A team of researchers has discovered two new types of cell in the brain that can potently regulate appetite and offer new drugs to treat obesity. Researchers of Rockefeller University have revealed that there are two types of cells which are located in the part of the brainstem known as the dorsal raphe nucleus, that have the capability to treat obesity by controlling the hunger signals that instill the search for and consumption of food.
The results indicated that the part of the brain played a role in feeding behavior. Researchers have conducted a study on mice's dorsal raphe nucleus or DRN when whole-brain imaging made with iDISCO, revealed that this part of the brain becomes activated in hungry mice.
"The recent data suggest that modulation of the activity of specific neurons with drugs could bypass leptin resistance and provide a new means for reducing body weight," said researcher Jeffrey Friedman.
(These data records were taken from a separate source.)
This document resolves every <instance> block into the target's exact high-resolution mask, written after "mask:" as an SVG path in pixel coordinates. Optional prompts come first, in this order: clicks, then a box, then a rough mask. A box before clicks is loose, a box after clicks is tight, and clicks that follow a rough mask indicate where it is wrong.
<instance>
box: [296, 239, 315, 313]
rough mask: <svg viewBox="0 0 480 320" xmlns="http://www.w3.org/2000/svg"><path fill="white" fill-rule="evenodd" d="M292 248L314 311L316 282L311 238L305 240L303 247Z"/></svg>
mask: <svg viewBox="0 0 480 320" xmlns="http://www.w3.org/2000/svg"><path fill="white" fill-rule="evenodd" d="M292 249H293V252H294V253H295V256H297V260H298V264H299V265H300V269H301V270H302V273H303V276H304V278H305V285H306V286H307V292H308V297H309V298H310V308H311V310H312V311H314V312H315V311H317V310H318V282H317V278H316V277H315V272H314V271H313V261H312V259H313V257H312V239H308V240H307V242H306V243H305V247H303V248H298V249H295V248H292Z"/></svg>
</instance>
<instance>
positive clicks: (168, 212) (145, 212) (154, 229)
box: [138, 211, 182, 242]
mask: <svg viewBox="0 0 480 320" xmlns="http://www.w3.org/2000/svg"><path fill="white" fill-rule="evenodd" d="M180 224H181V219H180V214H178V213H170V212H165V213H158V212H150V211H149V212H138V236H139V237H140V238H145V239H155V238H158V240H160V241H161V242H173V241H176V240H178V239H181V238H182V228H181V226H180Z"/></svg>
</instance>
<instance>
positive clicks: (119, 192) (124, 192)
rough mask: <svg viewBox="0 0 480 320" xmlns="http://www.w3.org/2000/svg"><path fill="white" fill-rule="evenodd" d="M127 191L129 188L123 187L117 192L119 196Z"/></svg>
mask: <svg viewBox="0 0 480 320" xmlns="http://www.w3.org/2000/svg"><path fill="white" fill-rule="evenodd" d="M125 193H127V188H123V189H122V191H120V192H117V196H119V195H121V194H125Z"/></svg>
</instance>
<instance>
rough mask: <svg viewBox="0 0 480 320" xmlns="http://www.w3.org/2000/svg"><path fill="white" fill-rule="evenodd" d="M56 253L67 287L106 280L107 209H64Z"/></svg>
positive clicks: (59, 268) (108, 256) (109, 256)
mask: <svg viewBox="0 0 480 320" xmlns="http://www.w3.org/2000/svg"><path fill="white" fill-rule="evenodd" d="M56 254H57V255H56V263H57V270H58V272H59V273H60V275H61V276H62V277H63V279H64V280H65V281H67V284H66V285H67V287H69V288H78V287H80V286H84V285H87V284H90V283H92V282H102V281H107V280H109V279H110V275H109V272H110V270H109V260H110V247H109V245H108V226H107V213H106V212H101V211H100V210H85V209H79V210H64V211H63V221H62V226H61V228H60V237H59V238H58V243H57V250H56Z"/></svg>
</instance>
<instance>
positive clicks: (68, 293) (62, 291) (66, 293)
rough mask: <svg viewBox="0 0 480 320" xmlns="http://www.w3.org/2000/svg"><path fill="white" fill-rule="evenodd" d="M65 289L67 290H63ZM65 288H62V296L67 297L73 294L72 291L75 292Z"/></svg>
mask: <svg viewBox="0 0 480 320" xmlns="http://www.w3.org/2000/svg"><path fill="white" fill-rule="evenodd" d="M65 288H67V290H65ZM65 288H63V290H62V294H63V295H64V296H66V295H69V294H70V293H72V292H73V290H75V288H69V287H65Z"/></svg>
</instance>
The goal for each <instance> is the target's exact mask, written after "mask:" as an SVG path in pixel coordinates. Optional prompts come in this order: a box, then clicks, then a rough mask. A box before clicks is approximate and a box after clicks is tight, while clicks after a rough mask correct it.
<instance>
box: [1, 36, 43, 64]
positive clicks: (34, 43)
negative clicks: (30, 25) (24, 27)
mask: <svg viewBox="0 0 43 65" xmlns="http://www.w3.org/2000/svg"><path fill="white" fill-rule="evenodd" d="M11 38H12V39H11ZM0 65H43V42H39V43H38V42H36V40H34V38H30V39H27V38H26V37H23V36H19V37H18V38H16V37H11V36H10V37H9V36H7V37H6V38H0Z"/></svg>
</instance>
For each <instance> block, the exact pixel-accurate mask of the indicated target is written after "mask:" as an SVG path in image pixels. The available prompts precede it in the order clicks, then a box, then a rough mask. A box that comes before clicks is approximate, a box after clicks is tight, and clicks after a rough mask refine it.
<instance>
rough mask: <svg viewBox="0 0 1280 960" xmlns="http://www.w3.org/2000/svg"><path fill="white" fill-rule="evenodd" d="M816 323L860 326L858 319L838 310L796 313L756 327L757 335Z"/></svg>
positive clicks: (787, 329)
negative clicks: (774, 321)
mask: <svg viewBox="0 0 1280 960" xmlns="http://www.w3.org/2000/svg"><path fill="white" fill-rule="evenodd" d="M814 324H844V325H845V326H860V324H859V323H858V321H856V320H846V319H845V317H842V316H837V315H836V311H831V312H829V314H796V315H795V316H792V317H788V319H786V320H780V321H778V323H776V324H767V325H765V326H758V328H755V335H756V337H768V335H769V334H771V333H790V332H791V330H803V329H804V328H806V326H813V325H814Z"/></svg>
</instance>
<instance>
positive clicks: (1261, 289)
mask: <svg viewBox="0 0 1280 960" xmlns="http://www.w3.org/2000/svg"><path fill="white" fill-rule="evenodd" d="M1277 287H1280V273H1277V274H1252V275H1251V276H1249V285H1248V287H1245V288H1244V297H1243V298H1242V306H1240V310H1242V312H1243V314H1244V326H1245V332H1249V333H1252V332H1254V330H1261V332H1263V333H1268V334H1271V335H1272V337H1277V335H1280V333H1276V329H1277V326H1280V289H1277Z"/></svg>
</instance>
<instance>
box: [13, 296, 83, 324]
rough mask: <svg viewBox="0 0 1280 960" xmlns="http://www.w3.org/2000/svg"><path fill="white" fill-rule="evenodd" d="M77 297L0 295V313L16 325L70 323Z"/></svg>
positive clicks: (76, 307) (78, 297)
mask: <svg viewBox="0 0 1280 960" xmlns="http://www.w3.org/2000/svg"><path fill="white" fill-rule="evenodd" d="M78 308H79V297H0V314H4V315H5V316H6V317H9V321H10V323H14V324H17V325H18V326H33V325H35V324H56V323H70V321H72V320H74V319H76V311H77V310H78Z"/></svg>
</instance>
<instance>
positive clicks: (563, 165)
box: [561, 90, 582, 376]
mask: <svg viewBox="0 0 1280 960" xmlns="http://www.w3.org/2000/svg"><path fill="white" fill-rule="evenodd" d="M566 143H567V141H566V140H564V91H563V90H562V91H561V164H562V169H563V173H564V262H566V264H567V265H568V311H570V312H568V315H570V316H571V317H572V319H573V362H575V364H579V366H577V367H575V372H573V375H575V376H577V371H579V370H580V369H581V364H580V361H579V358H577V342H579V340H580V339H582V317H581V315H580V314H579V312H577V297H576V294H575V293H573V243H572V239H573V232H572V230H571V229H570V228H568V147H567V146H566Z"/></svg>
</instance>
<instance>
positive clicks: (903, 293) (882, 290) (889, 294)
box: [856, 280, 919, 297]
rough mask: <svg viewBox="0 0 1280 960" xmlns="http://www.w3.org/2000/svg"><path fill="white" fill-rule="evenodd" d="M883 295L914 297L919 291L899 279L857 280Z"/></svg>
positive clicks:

Subsequent imaging of other mice that were fed more than their normal amount of food, until they were fully revealed a different pattern of DRN activity. "One is that the cells are just along for the ride--they are getting activated by hunger but they're not actually driving the food intake process. The other possibility is that they are in fact part of the sense and response mechanism to hunger--and in this case, we suspected the latter," Nectow added.
They also studied the effect of switching off hunger neurons in obese mice. Another Researcher Marc Schneeberger Pane stated said that prolonged inhibition of these neurons could dramatically reduce weight.
New findings disclosed how the brain controls eating, and suggest that drugs designed to activate or inhibit neurons in the DRN could be effective in treating obesity and preventing its related disorders, such as diabetes and hypertensions.